La structure des mâchoires des animaux n'a quasiment pas évolué depuis que sa forme actuelle a vu le jour dans les profondeurs marines voici environ 400 millions d'années, selon une étude publiée mercredi.



Avant la période du Dévonien, un épisode de sélection naturelle intense et relativement bref - à l'échelle géologique -, a abouti à l'éclosion d'une multitude de structures différentes pour les mâchoires. L'évolution s'est ensuite brusquement stabilisée pour aboutir à ce modèle de bouche articulée qui prévaut encore actuellement, estiment les chercheurs.

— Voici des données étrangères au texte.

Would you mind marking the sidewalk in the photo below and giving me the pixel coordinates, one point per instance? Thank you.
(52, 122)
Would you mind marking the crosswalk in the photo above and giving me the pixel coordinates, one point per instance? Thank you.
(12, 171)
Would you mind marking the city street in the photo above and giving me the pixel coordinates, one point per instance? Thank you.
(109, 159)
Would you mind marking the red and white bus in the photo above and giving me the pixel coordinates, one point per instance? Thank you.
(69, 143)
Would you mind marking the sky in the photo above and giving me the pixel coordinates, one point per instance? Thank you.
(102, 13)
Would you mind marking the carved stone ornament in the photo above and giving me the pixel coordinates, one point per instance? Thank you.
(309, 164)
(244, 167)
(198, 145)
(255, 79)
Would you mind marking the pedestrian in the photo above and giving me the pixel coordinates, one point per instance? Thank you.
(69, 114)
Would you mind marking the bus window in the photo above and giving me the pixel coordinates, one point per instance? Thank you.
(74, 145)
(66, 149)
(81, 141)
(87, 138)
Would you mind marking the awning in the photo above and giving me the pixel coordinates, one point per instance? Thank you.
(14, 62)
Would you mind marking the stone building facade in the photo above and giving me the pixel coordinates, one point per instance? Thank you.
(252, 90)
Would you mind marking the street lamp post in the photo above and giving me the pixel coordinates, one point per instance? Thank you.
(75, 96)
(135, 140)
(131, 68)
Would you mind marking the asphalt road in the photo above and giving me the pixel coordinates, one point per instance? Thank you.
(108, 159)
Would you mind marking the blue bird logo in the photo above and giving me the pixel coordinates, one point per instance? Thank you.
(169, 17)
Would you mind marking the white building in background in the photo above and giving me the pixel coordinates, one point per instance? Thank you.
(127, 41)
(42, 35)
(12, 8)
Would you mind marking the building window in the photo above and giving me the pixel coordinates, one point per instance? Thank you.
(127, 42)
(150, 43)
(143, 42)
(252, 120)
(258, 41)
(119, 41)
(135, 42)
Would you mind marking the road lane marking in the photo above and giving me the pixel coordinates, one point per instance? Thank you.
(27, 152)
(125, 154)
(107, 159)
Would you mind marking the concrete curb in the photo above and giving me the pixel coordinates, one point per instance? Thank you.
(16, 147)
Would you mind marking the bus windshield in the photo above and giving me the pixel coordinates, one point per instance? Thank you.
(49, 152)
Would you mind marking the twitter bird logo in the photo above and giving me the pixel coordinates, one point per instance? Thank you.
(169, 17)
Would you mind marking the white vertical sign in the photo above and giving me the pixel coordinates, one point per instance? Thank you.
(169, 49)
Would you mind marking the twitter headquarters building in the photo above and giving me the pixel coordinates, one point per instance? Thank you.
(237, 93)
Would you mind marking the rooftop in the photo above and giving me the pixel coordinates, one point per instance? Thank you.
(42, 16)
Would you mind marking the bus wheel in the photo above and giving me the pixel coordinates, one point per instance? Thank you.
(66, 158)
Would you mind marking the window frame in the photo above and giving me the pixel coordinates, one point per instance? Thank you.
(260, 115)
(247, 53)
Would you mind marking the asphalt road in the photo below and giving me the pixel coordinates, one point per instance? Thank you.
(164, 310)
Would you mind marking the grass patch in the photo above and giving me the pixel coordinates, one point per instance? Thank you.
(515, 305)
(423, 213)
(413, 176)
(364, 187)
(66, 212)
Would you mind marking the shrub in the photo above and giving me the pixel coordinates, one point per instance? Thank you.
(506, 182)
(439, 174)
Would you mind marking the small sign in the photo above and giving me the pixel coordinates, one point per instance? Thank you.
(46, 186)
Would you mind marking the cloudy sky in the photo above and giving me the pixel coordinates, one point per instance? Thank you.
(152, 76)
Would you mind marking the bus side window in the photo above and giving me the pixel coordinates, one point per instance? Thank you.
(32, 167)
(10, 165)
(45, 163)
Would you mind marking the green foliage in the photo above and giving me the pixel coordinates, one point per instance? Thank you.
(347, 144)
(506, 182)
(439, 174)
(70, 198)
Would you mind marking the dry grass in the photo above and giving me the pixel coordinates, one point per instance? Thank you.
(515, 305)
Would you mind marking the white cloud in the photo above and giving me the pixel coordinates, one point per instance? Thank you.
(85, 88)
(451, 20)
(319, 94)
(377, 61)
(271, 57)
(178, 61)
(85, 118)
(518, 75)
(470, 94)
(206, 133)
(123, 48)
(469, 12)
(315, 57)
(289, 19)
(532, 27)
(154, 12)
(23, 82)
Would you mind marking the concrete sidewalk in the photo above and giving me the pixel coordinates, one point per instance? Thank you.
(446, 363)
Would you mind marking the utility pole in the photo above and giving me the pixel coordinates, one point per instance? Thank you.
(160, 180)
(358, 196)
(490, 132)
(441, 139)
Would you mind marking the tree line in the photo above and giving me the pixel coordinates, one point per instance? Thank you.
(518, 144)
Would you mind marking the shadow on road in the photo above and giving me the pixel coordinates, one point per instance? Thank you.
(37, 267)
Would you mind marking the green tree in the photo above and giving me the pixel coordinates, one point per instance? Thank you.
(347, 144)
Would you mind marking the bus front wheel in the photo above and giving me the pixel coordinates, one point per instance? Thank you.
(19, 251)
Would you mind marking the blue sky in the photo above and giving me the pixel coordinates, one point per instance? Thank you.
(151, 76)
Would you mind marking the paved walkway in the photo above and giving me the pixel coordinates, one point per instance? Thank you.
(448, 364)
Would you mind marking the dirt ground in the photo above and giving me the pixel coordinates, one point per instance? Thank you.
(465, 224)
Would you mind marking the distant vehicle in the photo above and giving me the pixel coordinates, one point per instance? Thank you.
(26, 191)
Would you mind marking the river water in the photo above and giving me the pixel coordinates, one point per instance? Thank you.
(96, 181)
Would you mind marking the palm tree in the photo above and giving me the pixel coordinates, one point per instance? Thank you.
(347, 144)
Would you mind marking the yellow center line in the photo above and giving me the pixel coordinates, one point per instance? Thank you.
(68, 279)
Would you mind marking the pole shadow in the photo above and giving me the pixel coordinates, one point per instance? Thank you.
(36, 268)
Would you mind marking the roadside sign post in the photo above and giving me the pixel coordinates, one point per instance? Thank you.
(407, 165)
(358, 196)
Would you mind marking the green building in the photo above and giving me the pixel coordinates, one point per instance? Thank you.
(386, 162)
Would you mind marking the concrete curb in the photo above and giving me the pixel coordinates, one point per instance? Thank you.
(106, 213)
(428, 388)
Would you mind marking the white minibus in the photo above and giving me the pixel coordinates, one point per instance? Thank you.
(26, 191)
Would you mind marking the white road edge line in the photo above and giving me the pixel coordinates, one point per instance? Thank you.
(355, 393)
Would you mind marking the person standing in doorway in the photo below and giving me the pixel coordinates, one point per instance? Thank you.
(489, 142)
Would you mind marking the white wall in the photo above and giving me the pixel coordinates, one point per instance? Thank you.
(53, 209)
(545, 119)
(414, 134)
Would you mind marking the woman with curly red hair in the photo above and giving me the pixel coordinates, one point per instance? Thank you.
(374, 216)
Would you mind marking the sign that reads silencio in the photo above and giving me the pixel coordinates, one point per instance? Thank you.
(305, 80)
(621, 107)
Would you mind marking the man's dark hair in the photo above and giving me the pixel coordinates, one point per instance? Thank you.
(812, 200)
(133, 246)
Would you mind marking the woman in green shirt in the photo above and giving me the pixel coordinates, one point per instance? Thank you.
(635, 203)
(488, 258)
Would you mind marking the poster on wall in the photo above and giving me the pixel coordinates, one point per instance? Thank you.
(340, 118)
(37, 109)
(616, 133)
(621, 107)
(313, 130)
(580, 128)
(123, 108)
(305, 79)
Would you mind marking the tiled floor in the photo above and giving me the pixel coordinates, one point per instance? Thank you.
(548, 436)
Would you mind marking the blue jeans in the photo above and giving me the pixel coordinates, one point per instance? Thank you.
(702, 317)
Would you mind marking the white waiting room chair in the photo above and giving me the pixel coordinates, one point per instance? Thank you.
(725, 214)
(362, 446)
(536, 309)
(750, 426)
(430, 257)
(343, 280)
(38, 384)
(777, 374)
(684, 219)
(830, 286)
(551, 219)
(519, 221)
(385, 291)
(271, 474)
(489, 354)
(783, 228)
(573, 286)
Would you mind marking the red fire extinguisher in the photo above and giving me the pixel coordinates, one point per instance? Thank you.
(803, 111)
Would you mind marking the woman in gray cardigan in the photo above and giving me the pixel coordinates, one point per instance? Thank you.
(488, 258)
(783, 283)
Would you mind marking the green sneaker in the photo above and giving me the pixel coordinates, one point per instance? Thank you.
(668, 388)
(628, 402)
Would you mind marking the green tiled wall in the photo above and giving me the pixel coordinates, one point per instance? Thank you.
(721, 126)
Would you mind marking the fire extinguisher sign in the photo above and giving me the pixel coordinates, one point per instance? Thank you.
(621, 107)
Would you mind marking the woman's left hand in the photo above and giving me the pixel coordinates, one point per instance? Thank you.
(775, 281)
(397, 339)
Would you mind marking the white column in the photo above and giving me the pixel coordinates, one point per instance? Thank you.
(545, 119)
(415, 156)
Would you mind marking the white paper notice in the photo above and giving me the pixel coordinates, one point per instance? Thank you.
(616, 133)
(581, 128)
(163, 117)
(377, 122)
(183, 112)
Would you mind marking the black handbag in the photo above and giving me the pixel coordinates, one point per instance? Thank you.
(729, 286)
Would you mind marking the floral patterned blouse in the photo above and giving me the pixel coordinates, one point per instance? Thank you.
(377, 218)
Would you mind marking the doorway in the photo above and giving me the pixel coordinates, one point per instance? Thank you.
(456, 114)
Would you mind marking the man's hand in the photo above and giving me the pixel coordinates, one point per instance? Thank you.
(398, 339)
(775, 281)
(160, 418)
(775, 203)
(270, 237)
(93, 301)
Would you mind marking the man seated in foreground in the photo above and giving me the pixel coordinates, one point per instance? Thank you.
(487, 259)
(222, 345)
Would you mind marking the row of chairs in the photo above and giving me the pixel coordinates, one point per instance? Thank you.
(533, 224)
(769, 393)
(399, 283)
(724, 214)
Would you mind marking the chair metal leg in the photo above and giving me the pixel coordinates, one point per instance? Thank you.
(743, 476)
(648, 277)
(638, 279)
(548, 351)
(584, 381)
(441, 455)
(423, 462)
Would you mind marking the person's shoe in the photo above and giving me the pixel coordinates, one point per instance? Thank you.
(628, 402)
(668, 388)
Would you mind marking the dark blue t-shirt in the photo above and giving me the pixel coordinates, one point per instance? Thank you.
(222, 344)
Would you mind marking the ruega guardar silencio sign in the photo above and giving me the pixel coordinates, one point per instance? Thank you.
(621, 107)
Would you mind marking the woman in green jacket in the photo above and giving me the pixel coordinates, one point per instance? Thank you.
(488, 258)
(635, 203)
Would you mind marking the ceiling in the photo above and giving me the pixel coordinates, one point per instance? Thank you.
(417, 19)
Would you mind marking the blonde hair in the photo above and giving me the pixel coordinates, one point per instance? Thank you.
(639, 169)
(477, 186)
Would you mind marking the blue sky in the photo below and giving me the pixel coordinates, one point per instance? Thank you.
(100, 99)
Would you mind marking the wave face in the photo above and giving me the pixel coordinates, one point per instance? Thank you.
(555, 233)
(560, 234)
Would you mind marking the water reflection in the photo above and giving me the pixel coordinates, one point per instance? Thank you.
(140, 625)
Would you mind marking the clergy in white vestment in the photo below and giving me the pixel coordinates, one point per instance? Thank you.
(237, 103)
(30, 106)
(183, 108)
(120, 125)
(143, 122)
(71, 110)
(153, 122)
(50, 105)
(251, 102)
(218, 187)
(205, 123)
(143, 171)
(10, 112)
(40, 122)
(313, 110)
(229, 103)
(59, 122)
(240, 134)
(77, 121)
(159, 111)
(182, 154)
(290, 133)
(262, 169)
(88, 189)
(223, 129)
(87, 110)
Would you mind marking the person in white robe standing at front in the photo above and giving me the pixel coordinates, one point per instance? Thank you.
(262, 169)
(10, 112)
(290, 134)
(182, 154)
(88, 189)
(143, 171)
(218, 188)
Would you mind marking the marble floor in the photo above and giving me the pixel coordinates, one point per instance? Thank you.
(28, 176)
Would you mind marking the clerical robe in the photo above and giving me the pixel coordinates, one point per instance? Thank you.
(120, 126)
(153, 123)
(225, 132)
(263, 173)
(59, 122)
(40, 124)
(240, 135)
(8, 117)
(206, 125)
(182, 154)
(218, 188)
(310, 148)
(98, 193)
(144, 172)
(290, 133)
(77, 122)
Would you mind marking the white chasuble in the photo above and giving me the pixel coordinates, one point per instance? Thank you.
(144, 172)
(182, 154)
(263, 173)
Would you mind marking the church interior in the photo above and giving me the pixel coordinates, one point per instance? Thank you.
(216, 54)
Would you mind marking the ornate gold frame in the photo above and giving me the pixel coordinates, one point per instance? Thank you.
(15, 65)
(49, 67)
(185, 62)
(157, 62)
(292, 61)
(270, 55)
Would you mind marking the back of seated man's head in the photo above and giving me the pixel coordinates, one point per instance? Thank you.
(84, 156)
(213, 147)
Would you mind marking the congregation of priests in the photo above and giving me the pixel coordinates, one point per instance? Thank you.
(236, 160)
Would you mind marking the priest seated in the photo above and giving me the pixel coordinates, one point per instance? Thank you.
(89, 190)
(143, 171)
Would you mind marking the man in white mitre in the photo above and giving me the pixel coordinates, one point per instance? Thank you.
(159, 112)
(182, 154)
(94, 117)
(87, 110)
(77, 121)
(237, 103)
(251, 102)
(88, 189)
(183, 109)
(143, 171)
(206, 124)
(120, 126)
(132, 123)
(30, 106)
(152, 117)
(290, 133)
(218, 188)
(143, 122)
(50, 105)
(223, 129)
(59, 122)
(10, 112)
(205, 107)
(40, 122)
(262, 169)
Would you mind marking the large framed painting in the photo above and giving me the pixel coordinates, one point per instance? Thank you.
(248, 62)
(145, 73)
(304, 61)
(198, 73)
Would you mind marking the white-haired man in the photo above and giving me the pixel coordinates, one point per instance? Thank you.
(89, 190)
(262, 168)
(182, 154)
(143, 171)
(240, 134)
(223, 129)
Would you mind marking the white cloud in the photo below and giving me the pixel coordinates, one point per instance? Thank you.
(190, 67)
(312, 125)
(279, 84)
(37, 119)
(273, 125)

Aujourd'hui, plus de 99% des vertébrés, dont les êtres humains, possèdent des mâchoires conçues selon la même architecture: une mâchoire supérieure («maxillaire») plus ou moins fixée au squelette et une mâchoire inférieure mobile («mandibule»).

Il y a quelque 420 millions d'années, des poissons caparaçonnés dépourvus de mâchoires régnaient pourtant en maîtres dans les mers, lacs et rivières de notre planète.

Jusqu'à présent, les scientifiques estimaient que l'émergence de créatures marines dotées d'une bouche articulée avait abouti à la disparition rapide de ces poissons sans mâchoires. Les nouveaux arrivants, avec leurs mâchoires articulées, auraient été des chasseurs et des charognards plus performants.

L'étude publiée par la revue britannique Nature contredit toutefois cette théorie. «La variété des mécanismes par lesquels les premiers animaux à mâchoires se nourrissaient semble n'avoir eu que très peu, voire pas du tout, d'impact sur la diversité des poissons sans mâchoires», estime le Pr Philip Anderson, enseignant à l'Université britannique de Bristol et auteur principal de cette étude.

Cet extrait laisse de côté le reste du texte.